The Article 29 Working Party is of the view that prior opt-in mechanisms, which require an affirmative data subject's action to indicate consent before the cookie is sent to the data subject, are more in line with Article 5(3). In a reference to consent as legal grounds for processing, the Article 29 Working Party recently confirmed these views "The technological developments also ask for a careful consideration of consent. In practice, Article 7 of Directive 95/46/EC is not always properly applied, particularly in the context of the internet, where implicit consent does not always lead to unambiguous consent (as required by Article 7 (a) of the Directive). Giving the data subjects a stronger voice ‘ex ante’, prior to the processing of their personal data by others, however requires explicit consent (and therefore an opt-in) for all processing that is based on consent."

  • At a speech in September 2010, Neelie Kroes (European Commissioner for the Digital Agenda) acknowledged the value created by the online advertising sector and signalled that she was “open to all creative ideas” to develop self-regulation that works for the advertising industry. When directly asked, she also said she was "not in favour of opt-in" for interest-based ads.
  • Alberto Alvaro, the MEP who drafted the revised ePrivacy Directive, has written that it “does not require websites to obtain prior consent for cookies to be placed on users’ terminals.”
  • The Commission’s DG Legal Service has not yet expressed an opinion on whether the revised E-Privacy Directive requires explicit opt-in for interest-based ad cookies.
But this is only the start. The scope for confusion will increase exponentially as individual Member States transpose the law. With no clear guidance to Member States, it is inevitable that 27 different national parliaments will begin diverging in how they transpose these rules. All of which means that global websites will face far more policy and legal confusion in Europe in the years ahead, and users will be facing very different privacy "protections" across geographies. How all of this is supposed to work in the real world is anyone's guess. Messy and contradictory laws and regulations are nothing new in politics, but if you're an engineer, what are you supposed to code?
I always think transparency and user choice are the linchpins of privacy. But a legislated solution which forces people to click like mad on cookie consent pop-ups is hardly the right way forward. At least tennis has clear rules, and they're the same everywhere.

2 comments:

Anonymous said...

If "transparency and choice" were really an objective instead of a meaningless slogan, opt-in would be the standard. You can't make a choice if you don't know that a choice is available. Making users really aware that a choice is necessary would require just as many pop-ups under an opt-out regime as it would under an opt-in regime.

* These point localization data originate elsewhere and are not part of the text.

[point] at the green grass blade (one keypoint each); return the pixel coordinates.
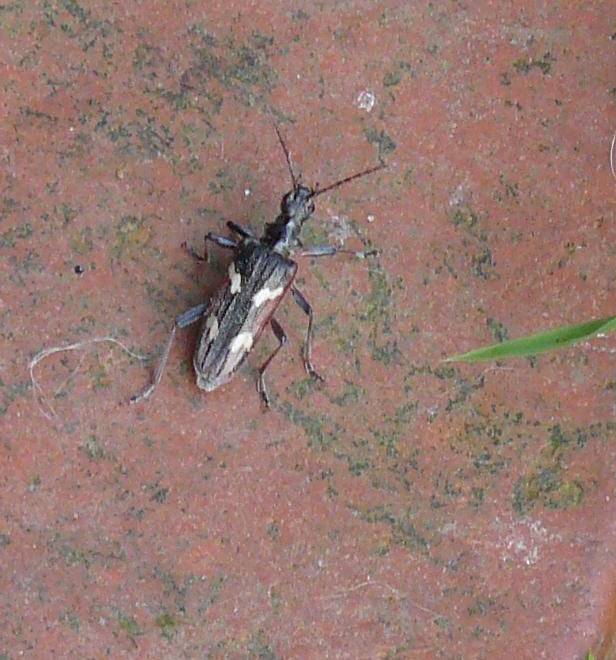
(539, 343)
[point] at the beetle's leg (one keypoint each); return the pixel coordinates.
(244, 233)
(282, 339)
(222, 241)
(307, 352)
(330, 251)
(189, 316)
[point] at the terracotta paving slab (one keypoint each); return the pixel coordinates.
(406, 508)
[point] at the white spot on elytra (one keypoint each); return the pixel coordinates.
(235, 278)
(212, 325)
(243, 342)
(266, 294)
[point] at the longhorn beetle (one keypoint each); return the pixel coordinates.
(260, 274)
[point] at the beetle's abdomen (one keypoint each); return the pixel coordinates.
(258, 280)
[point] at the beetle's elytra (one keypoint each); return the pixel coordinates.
(260, 274)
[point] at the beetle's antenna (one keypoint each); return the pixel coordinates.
(348, 178)
(287, 156)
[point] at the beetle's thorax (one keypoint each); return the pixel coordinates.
(296, 207)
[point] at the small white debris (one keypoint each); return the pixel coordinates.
(266, 294)
(243, 342)
(365, 100)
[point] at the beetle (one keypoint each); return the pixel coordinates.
(259, 276)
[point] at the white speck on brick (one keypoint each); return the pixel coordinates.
(365, 100)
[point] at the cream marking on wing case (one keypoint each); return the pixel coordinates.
(266, 294)
(235, 279)
(243, 342)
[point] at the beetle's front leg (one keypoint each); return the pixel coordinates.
(187, 318)
(282, 339)
(307, 352)
(330, 251)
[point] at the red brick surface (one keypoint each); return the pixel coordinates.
(406, 508)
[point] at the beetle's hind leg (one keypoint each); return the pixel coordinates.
(282, 339)
(307, 352)
(238, 229)
(187, 318)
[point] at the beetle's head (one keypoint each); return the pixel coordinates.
(297, 204)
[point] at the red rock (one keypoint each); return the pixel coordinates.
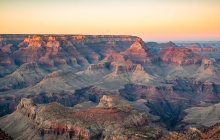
(180, 56)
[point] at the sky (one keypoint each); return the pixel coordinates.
(152, 20)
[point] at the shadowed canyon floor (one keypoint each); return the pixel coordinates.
(176, 86)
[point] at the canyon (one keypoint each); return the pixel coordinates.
(73, 79)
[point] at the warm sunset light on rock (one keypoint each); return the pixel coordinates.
(151, 20)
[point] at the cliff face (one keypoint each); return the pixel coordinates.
(106, 121)
(180, 56)
(72, 69)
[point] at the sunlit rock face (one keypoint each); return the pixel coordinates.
(160, 79)
(179, 56)
(113, 118)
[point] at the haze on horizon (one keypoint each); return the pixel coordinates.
(157, 20)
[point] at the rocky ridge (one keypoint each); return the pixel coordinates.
(111, 119)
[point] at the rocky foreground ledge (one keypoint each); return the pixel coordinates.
(113, 118)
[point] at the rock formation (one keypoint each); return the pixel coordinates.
(180, 56)
(111, 119)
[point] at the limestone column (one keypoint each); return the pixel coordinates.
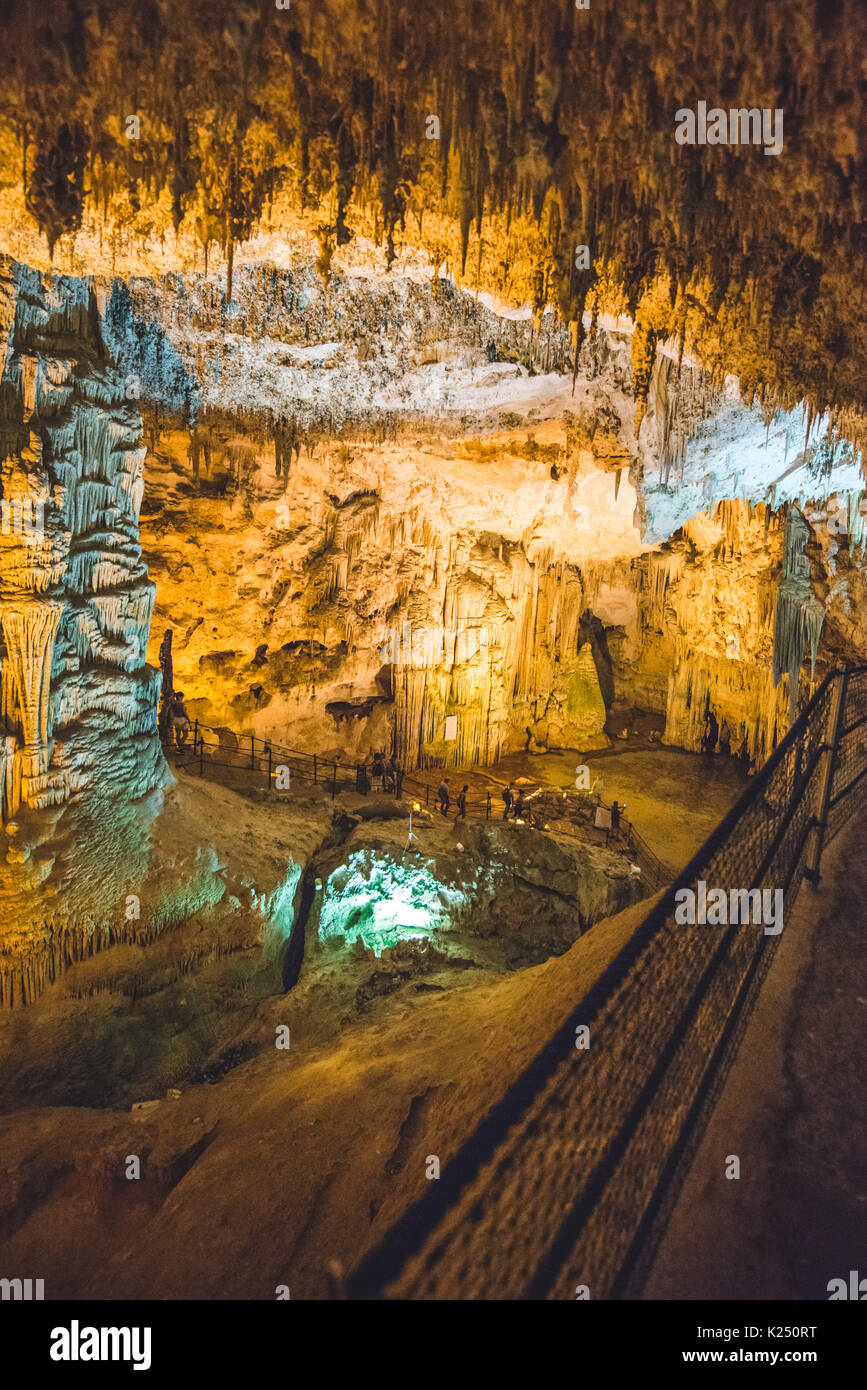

The real purpose of an opt-out regime is to let the site make the choice on behalf of as many UNinformed users as possible.

Anonymous said...

If "transparency and choice" were really an objective instead of a meaningless slogan, opt-in would be the standard. You can't make a choice if you don't know that a choice is available. Making users really aware that a choice is necessary would require just as many pop-ups under an opt-out regime as it would under an opt-in regime.

The real purpose of an opt-out regime is to let the site make the choice on behalf of as many UNinformed users as possible.